Monday, February 7, 2011

Assange lawyers cast doubt on charges at extradition trial in London

Washington Post Foreign Service
Monday, February 7, 2011; 10:40 AM
LONDON - The extradition trial of Julian Assange, the mastermind behind the WikiLeaks Web site, opened on Monday with the 39-year old Australian placidly watching from the plaintiff's bench as his lawyers argued against sending him to Sweden to face sexual assault allegations.
With his celebrity supporters present in the courtroom, including Bianca Jagger and the socialite Jemima Khan, Assange, wearing a dark suit and purple tie, scribbled down notes and settled in for what is set to be the two-day hearing.
British lawyers representing Swedish prosecutors argued for Assange's extradition over allegations of rape, molestation and unlawful coercion lodged by two women who entered into brief physical relationships with Assange in Sweden last August.
Assange has denied said any wrongdoing, insisting he had consensual sex with both women.
Geoffrey Robertson, one of Assange's lead attorneys, argued that Assange could not receive a fair trial in Sweden in part because rape cases there are heard in private. Conducting such a case in secret, without press and the public present, he argued, "risks a flagrant denial of justice."
Assange's defense also maintains that some of the allegations against their client - including that he continued having sex after a condom broke despite the protests of his partner and that he had sex with a woman while she was asleep - would not be classified as high crimes in Britain and, therefore, are not extraditable offenses.
Robertson argued Monday morning that the Swedish crime of "minor" rape, one of the charges Assange faces, is defined in a way that does not amount to rape in any other European country. "We invite the court to say this is not rape as it is accepted in European law," he said.
Yet Clare Montgomery, representing the Swedish prosecutors, countered that the charges included allegations that would be defined in Britain as rape. "Mr. Assange had sexual intercourse with her and exploited the fact that she was asleep," Montgomery said of one of the alleged victims. Such a crime, she said, would also be prosecuted in Britain.
Given the broad laws governing extradition between European Union nations - which are structured to allow expedited extraditions - experts say Assange faces a hard-fought case.

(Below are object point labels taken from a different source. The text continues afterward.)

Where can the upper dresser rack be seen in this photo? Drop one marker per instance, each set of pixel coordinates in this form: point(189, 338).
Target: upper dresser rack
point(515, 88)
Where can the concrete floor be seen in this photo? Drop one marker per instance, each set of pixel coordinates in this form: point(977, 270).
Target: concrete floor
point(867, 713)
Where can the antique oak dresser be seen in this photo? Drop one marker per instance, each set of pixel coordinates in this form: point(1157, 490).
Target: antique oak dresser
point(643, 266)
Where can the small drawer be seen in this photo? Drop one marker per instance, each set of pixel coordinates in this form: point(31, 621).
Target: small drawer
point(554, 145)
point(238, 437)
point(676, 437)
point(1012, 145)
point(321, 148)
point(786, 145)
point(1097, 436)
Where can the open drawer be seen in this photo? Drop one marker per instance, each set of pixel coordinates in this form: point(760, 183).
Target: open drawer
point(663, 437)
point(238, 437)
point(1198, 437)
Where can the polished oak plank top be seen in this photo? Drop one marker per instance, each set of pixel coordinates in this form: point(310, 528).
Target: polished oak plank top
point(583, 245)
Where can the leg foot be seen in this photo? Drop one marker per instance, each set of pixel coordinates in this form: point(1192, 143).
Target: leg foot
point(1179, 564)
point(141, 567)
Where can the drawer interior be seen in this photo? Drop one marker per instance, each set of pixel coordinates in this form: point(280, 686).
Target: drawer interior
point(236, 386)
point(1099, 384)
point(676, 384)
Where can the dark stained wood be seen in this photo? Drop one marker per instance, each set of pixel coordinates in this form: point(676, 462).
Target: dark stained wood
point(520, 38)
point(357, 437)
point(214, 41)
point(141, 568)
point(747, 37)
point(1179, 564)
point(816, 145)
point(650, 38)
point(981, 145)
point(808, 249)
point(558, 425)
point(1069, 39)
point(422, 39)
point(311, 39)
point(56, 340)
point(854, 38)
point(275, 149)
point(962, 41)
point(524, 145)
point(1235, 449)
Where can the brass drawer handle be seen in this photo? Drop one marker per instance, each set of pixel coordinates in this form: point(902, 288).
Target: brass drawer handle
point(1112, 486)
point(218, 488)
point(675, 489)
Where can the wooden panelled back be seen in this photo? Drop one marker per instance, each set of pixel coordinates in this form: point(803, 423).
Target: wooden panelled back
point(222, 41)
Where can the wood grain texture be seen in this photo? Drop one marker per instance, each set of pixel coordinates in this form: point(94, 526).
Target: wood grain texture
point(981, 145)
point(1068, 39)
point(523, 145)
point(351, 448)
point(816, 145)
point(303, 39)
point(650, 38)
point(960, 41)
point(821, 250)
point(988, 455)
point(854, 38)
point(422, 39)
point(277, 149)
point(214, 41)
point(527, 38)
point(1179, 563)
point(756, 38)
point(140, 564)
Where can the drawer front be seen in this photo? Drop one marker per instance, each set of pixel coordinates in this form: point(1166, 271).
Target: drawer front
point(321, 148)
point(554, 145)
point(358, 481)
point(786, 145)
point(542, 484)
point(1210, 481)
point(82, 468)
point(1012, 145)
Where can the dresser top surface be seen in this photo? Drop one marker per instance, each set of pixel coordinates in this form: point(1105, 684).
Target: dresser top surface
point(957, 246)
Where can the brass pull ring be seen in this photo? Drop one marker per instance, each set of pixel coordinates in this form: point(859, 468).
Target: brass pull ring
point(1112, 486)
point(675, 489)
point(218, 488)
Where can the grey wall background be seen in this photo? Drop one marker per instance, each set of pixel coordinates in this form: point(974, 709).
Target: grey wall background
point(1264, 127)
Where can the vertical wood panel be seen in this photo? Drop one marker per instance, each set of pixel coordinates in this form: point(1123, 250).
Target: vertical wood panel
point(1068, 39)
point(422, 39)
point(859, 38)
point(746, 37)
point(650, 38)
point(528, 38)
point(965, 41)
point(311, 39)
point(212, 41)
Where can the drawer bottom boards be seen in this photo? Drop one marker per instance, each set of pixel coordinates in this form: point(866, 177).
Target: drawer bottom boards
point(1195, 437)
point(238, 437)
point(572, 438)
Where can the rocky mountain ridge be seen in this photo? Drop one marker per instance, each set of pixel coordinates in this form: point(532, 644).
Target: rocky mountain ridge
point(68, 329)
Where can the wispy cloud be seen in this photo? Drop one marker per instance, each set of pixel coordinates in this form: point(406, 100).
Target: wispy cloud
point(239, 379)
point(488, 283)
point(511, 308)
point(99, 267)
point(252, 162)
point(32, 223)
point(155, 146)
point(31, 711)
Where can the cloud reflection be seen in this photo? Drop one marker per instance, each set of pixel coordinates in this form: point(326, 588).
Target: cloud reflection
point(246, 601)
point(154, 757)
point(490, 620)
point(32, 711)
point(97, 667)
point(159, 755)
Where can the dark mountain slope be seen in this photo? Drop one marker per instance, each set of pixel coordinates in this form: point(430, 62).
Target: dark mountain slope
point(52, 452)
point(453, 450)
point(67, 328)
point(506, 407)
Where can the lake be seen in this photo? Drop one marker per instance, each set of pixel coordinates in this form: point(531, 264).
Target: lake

In addition to questioning whether the Swedish charges would have merit in a British court, however, Assange's lawyers are posing multiple other objections. They say Sweden should not have requested Assange's extradition because prosecutors there have not yet officially filed criminal charges against their client. Instead, prosecutors issued a warrant based on their desire to question Assange in connection with the allegations.
They have also suggested that the case is politically motivated, one of the rare justifications for refusing inter-European extradition requests. The defense asserts that the allegations against Assange amount to a conspiracy that would end with Assange being extradited to the United States to face charges for the leaking of secret State Department documents on the Internet.
The lawyers acting on behalf of Swedish prosecutors dismiss the conspiracy theory as false and unfounded.
Though the hearing is set to conclude on Tuesday, most analysts believe the judge will not issue a written verdict for a week or two. After that decision comes down, both parties will have the right to appeal to Britain's high court in a process that could drag on for months.
On Monday, about a dozen Assange backers gathered outside the Belmarsh high-security prison, where the court is being held. Some were wearing orange Guantanamo Bay prison outfits, while others wielded placards reading "don't shoot the messenger," and "the truth has been raped."